@Kevin_Z 

Hi, thanks for answering.

I have the C5400X connected to the wan, and downstream from it i have a MikroTik CRS305-1G-4S+IN 10Gb SFP+ switch to which most of my equipment is connected with fibre cables. I made a quick sketch in paint to better illustrate what it looks like:

This worked fine earlier today when i had my old switch connected, an Asus RT-N66U. Ports are forwarded the same way. I can ping inside the network to the various ip adresses fine, and i can reach the both the Home Assistant, TrueNAS and Nextcloud from outside my LAN with my domain name, but if i try to access my equipment via my domain name from inside the LAN it refuses to connect.

EDIT: I can access my equipment from inside my LAN if i go to the ip adresses directly, but this throws SSL errors (NET::ERR_CERT_COMMON_NAME_INVALID) since i have only set the certificates up for my domain name. I guess it is expected since the common name is wrong when i access the machines that way.

@Kevin_Z 

Im using DuckDNS. I have a client on my computer that updates if it changes.

@Armitage 

Sorry to jump in this late but I have the same kind of problem. Were you able to solve yours and how ?

Thanks in advance

@LoloTheJeeper 

No, after mailing with a customer service representative a few times she passed the issue along to an engineer who told me that was not possible on the C5400X. If you connect several devices to a switch that you then connect to one single port on the C5400X you will not be able to navigate between the devices via hostname via hair-pin NAT.

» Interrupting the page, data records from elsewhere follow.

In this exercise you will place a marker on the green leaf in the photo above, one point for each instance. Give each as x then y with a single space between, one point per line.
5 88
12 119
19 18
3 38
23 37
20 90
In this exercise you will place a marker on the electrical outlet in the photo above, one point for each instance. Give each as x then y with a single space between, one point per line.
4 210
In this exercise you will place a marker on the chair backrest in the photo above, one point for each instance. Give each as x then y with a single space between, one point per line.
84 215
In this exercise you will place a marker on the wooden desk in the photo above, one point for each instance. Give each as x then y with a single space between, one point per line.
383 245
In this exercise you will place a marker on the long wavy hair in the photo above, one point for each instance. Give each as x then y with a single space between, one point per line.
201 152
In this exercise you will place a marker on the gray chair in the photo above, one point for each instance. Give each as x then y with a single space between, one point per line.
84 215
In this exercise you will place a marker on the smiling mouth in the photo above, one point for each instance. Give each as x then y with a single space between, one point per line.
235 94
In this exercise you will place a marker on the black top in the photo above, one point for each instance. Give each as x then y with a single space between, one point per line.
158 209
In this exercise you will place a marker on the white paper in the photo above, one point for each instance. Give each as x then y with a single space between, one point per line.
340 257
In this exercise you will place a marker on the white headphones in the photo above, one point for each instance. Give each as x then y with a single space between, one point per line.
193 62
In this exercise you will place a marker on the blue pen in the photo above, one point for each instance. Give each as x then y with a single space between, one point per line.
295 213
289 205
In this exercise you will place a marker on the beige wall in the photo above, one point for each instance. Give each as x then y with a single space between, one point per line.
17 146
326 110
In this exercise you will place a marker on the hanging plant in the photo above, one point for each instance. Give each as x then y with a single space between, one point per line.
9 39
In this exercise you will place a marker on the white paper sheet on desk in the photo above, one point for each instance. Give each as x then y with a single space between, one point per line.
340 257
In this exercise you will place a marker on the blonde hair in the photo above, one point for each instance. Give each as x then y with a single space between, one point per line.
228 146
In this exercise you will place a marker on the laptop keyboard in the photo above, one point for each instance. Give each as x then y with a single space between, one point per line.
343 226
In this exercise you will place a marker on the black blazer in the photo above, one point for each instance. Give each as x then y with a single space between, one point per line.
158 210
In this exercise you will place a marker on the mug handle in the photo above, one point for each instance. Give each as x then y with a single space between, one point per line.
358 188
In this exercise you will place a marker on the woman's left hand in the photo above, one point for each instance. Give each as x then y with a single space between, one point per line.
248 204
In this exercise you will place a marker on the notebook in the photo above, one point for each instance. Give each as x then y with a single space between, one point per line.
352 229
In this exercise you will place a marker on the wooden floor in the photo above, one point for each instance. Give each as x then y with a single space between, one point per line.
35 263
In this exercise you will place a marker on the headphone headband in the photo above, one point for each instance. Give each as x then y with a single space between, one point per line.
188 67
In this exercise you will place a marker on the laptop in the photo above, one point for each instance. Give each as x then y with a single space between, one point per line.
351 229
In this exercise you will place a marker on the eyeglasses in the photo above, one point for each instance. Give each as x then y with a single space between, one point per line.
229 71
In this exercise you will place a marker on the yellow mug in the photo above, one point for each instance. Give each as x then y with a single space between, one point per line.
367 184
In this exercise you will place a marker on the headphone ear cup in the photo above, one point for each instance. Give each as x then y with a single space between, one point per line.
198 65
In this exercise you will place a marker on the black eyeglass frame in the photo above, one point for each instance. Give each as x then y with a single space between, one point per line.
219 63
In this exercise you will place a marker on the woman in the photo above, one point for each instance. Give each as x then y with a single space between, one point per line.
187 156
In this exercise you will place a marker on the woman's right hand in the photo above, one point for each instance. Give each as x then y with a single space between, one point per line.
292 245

This is the mail i got from the engineer:

This is Leo from TP-Link Support Team, and I will help you with this case.

I have checked the topology and information you provided before.
All you devices are connected to C5400X via MikroTik switch, so these devices share the one LAN port of C5400X, right?
Then it's suggested to connect other PC to C5400X other LAN port, not to MikroTik switch, check the attachment. That's the alternative for this issue.

Thank you in advance.

This is a suggested explanation i got from a user on the Mikrotik forums: 

When you connect equipment directly to C5400X, you probably use separate port for NAS. Which might indicate that TP-Link supports hair-pin NAT only between different interfaces. In ROS world this would indicate partial implementation of functionality (without SRC-NAT part) which means that server (NAS) sees real client's LAN address as source and sends replies directly, bypassing TP-Link which can not rewrite DST-NAT-ed contents (dst-address and dst-port).

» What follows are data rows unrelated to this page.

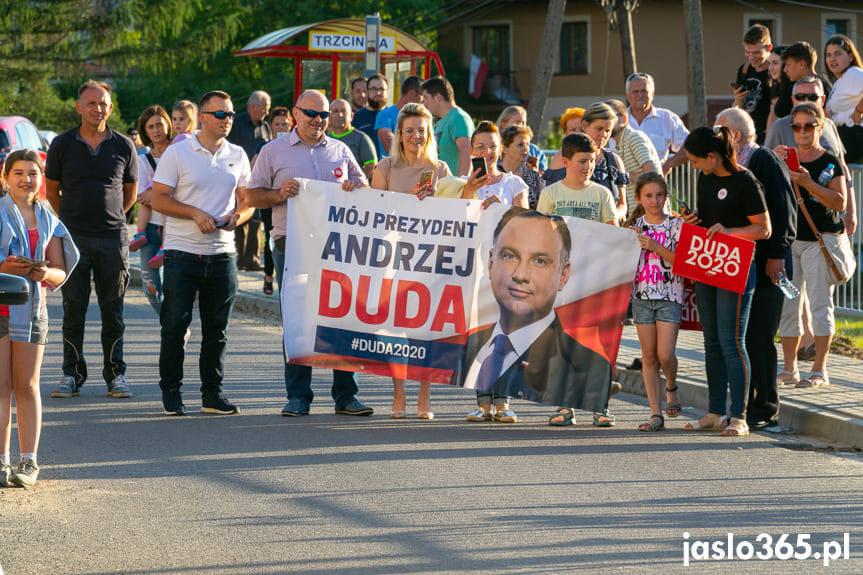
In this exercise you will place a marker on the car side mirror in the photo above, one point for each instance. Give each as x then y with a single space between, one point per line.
14 290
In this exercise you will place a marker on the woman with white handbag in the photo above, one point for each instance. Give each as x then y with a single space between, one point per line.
820 185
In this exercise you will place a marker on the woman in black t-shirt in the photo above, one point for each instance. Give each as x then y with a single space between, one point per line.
821 183
730 201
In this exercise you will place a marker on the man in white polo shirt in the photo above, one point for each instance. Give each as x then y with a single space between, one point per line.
200 184
307 152
664 128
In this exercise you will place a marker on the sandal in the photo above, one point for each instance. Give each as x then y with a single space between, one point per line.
714 422
651 426
566 413
785 377
603 419
737 428
815 379
672 409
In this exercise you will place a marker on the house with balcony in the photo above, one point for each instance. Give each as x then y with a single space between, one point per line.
507 35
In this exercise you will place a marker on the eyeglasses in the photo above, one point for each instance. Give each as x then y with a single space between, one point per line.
806 97
221 114
638 76
483 147
314 113
797 128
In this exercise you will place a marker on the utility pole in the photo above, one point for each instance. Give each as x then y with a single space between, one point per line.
696 99
545 65
620 20
627 38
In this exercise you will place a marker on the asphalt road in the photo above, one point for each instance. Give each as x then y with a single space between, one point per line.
125 489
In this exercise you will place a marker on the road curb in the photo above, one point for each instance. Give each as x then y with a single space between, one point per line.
251 304
801 417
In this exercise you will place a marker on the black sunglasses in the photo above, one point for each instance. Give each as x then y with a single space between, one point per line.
314 113
221 114
807 97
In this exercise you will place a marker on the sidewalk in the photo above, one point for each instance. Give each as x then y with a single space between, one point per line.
833 413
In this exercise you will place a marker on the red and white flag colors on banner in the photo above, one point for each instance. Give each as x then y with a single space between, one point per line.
478 73
384 283
722 261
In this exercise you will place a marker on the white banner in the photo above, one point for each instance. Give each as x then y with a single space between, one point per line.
384 283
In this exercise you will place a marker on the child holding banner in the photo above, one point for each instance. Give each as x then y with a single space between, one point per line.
411 168
492 185
657 296
730 201
576 195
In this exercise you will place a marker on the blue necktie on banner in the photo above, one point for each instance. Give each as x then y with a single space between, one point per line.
489 371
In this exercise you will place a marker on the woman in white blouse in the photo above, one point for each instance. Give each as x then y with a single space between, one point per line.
845 103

So nothing to do with CRS and you'd experience same problem when using just any ethernet switch in place of CRS.

The solution would be to run DNS server on LAN, which would return LAN IP address for your services. It works fine as long as you don't depend on port translation on WAN interface (e.g. running some secondary HTTP service on secondary LAN server, exposed to public via non-standard port such as 8000).

Im surprised you managed to find the topic after this long. Sorry i could not solve this issue for you. I replaced it with another brand instead that also has built in support for more DDNS providers, which was also a problem for me with the C5400X.